Refactor protobuf ser/de traits to allow decorator pattern
Refactor PhysicalExtensionCodec with &dyn dispatch (Alternative to #19234)
Which issue does this PR close?
Closes #18477
Related to #19234 - this PR provides an alternative implementation approach.
Rationale for this change
DataFusion's protobuf serialization system currently has limited interception points. The existing PhysicalExtensionCodec trait only provides hooks for custom extensions (try_decode/try_encode) and unknown expressions (try_decode_expr/try_encode_expr), but users cannot intercept serialization of all plan and expression nodes.

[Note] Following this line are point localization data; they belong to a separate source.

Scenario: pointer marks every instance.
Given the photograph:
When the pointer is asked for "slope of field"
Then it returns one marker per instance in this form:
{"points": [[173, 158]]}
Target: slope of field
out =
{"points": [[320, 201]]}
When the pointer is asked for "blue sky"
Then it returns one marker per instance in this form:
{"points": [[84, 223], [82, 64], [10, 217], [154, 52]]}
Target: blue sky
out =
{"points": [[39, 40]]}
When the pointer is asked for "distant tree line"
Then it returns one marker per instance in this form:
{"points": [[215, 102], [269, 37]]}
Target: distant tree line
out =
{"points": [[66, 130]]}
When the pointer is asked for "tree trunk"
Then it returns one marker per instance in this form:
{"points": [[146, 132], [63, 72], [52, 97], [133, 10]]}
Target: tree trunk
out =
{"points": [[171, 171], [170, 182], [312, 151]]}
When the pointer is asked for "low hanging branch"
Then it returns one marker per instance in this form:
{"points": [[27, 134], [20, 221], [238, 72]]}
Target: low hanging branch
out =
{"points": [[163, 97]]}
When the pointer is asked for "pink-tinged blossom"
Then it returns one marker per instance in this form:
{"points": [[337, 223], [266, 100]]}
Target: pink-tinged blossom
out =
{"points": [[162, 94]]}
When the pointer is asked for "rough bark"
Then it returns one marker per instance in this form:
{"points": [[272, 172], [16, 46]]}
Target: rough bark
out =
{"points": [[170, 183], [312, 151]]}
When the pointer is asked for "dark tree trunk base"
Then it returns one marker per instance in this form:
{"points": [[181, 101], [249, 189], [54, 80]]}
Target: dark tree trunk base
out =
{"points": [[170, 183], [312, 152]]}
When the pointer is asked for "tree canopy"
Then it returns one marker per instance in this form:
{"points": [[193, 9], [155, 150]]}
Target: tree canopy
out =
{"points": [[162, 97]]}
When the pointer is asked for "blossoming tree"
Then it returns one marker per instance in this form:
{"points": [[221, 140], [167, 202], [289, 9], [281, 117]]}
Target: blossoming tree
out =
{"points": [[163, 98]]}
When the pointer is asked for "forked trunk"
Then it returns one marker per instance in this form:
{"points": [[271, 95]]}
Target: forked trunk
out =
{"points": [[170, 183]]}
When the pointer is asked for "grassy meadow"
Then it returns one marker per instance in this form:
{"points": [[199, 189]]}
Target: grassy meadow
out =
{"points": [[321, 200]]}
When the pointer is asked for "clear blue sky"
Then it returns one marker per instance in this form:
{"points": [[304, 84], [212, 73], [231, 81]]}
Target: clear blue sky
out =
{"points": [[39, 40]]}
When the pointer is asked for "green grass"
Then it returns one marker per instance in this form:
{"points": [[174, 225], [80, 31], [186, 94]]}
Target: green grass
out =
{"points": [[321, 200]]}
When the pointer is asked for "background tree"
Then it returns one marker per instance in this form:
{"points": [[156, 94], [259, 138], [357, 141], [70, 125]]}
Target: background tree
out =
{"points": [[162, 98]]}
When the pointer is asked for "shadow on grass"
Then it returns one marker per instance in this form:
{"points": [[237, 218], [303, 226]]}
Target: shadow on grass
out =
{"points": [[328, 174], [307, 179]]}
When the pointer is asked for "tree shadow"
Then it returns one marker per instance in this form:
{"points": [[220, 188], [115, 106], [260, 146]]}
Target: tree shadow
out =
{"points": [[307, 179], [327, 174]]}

This limitation prevents important use cases:
- Caching: Reusing previously deserialized expressions to avoid redundant parsing
- Transformation: Modifying nodes during serialization/deserialization
- Metadata injection: Preserving custom state not captured in the protobuf schema
- Decorator patterns: Wrapping standard serialization with custom pre/post-processing
PR #19234 addresses this by switching from &dyn PhysicalExtensionCodec to generics (&C where C: PhysicalExtensionCodec + ?Sized). However, https://github.com/apache/datafusion/pull/19234#issuecomment-2869946159 raised concerns about FFI compatibility, since distributed systems and FFI boundaries often require dynamic dispatch.
What changes are included in this PR?
This PR takes an alternative approach: keep &dyn dispatch but add 4 new required methods that intercept every plan/expression node during serialization:
pub trait PhysicalExtensionCodec: Debug + Send + Sync {
// ... existing methods unchanged ...
fn deserialize_physical_plan(&self, proto: &PhysicalPlanNode, ctx: &TaskContext)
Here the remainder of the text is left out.